27/05/2026 (modifier)
Par pol
Note: 1/5
L'avatar du posteur pol

Inutile de présenter l'auteur, Marc-Antoine Mathieu, génie parmi les génies qui se réinvente album après album et qui ne cesse de repousser les limites du médium de la bande dessinée. Vous pensiez avoir tout vu en matière de créativité loufoque ? Vous pensiez qu'après avoir joué avec l'espace, la 3D et l'anti case, qu'après avoir joué avec le temps en racontant une histoire complète en 3 secondes, on avait tout vu ? Erreur ! Marc-Antoine Mathieu signe une nouvelle folie : la BD la plus petite du monde. Un album de moins de 2 cm par 2 cm. Je ne sais pas si le plus fou c'est qu'il ait dessiné cet album dans ce format ou si c'est que Delcourt le suive dans son délire en éditant cet album. En tout cas, les choses sont faites en grand pour un si petit album : Un coffret cartonné sert d'écrin au livre.... et à la loupe qui est fournie avec ! De la folie jusqu'au bout. Malheureusement une fois qu'on a dit tout ça, et qu'on a salué l'idée et sa réalisation, ça se complique quand on ouvre l'album.
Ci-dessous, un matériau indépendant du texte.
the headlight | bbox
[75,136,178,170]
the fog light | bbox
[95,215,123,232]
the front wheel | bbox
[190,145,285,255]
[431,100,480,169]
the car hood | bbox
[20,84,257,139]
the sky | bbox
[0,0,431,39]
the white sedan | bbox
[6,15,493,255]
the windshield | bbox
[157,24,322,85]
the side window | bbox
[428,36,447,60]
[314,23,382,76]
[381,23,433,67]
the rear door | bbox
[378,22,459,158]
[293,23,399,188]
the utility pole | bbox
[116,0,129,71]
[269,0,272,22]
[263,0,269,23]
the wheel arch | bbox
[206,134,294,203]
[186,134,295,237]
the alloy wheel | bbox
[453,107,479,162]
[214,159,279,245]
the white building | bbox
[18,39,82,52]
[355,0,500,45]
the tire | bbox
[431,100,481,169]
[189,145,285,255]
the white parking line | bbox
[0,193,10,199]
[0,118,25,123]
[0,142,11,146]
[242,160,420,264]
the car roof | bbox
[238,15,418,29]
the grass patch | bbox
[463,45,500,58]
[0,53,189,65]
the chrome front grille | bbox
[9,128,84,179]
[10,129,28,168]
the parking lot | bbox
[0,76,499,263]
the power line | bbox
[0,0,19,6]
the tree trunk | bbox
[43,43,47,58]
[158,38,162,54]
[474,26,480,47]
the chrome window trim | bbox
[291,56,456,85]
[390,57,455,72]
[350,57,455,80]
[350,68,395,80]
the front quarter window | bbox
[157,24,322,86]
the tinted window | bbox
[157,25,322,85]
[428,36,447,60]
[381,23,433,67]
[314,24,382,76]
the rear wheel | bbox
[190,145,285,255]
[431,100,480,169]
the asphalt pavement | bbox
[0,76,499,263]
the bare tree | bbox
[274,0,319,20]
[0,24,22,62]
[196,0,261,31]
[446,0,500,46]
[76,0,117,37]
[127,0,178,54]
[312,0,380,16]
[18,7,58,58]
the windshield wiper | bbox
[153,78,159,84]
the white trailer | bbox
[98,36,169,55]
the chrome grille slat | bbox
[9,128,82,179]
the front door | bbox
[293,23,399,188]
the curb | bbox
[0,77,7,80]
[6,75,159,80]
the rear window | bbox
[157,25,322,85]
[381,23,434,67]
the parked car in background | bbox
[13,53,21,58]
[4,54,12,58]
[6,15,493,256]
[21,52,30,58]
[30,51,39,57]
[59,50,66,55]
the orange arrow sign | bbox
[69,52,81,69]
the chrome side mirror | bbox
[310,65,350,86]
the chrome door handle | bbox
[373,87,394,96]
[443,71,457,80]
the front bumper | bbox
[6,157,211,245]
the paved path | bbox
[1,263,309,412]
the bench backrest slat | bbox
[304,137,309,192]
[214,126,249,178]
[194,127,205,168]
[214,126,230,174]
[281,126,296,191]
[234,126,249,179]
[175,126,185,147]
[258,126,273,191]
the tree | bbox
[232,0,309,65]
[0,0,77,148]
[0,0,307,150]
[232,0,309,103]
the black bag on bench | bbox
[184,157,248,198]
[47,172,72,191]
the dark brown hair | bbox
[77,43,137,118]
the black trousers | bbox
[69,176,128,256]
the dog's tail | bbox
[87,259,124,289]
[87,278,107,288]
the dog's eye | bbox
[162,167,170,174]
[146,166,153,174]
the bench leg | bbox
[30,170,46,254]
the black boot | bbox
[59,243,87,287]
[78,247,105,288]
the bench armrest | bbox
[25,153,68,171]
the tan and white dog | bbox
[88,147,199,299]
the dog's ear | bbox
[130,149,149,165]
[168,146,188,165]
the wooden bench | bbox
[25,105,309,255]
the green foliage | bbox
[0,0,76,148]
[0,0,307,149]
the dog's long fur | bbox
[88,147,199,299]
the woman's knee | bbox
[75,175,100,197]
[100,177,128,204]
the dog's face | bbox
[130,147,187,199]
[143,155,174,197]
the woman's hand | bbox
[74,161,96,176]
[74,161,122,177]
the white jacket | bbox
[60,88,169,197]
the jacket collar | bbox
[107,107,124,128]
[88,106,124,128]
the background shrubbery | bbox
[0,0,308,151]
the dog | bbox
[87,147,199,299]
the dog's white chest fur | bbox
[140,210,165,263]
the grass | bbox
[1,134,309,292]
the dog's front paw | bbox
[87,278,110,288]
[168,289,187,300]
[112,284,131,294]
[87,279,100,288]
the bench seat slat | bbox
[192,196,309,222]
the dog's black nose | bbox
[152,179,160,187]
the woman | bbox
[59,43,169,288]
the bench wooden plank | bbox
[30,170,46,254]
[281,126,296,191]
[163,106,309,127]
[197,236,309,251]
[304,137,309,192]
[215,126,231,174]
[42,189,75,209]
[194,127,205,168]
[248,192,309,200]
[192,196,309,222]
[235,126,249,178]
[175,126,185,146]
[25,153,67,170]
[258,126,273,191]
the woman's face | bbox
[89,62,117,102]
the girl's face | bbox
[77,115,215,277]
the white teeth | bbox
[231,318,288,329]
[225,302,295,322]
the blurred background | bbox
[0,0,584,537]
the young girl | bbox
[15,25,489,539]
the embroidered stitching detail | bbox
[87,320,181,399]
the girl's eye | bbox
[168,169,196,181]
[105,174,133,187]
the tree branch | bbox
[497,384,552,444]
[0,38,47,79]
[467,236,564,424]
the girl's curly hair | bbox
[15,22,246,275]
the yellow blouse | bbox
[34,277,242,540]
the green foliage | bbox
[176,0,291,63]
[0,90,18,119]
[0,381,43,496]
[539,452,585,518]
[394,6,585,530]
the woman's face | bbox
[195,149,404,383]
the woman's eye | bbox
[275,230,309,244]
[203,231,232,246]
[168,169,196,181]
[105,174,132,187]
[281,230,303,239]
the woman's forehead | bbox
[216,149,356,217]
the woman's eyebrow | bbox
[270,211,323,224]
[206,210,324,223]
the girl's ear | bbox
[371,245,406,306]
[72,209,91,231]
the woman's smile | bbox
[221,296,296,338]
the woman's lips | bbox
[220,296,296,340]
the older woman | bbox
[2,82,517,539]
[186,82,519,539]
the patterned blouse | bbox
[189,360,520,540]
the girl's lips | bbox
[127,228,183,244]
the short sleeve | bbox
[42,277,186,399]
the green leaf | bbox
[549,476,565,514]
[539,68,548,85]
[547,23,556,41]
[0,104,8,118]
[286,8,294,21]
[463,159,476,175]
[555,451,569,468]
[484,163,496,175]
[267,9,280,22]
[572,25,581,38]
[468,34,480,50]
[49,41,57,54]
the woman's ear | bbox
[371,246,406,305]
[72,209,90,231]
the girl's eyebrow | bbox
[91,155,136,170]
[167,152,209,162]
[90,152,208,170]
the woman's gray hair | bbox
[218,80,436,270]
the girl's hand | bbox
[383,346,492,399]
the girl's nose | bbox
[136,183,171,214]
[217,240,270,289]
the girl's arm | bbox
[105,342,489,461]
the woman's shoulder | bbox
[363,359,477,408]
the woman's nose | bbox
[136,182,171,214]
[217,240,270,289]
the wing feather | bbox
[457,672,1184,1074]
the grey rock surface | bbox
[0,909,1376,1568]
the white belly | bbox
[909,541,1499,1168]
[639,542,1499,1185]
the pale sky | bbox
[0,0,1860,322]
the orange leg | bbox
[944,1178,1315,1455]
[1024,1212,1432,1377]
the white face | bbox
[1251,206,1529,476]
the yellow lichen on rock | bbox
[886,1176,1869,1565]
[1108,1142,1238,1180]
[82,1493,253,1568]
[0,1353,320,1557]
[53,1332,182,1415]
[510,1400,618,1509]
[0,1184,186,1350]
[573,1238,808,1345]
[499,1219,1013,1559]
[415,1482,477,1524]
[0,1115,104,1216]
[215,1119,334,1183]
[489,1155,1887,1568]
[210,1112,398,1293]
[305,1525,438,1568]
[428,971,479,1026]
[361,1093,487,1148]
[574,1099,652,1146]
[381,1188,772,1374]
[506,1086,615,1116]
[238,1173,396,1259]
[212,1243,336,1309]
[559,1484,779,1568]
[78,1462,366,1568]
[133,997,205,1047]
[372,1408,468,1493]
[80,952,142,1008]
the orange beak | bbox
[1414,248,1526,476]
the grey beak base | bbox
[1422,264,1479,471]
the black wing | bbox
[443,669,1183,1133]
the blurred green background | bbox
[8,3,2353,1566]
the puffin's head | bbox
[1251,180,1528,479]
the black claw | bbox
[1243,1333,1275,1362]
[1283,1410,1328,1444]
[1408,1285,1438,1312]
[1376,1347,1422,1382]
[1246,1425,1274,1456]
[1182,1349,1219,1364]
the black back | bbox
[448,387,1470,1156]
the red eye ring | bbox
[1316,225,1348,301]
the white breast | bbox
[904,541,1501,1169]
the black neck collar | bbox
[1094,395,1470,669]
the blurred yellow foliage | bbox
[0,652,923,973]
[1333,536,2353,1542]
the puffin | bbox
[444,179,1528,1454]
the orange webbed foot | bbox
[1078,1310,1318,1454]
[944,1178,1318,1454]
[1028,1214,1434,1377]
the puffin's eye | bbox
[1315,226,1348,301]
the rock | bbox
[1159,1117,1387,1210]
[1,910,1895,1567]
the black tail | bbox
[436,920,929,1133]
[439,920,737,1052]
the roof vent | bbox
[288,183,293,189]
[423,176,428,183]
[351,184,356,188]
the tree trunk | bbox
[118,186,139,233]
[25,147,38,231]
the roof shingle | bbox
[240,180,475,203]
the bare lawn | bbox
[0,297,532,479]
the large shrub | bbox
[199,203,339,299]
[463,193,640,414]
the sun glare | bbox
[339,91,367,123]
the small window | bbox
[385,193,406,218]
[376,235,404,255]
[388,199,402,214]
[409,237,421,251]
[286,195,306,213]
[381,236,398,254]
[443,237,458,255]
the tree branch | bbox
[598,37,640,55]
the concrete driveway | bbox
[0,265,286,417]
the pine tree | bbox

Celui ci contient un essai philosophique sur l'infini, l'immensément grand, le fini. En quelque sorte une disserte de philo sur cette thématique en jouant sur les mots et leur sens, en passant en revue tout le champ lexical de l'infini. C'est pas le récit le plus inspiré de l'auteur, et ça ne se révèle pas passionnant. Coté dessin, on ressent la contrainte que s'est imposé l'auteur avec un trait qui balbutie un peu et un dessin souvent minimaliste. Même si il faut avouer que l'album contient quand même quelques belles surprises. Mais surtout le plus gros hic avec cet album tient dans sa douloureuse expérience de lecture : lire ce livre minuscule à la loupe. Poser celle-ci pour tourner la page, reprendre la loupe, galérer à faire le focus pour avoir un texte net et lisible, essayer de pousser ses doigts pour ne pas cacher la moitié de la page. Recommencer. 80 fois. Abandonner. Aussi folle que soit l'idée de cette BD réduite, il en ressort malheureusement une lecture pénible et beaucoup trop fastidieuse. Les presbytes n'ont aucune chance d'arriver à dépasser la page 10.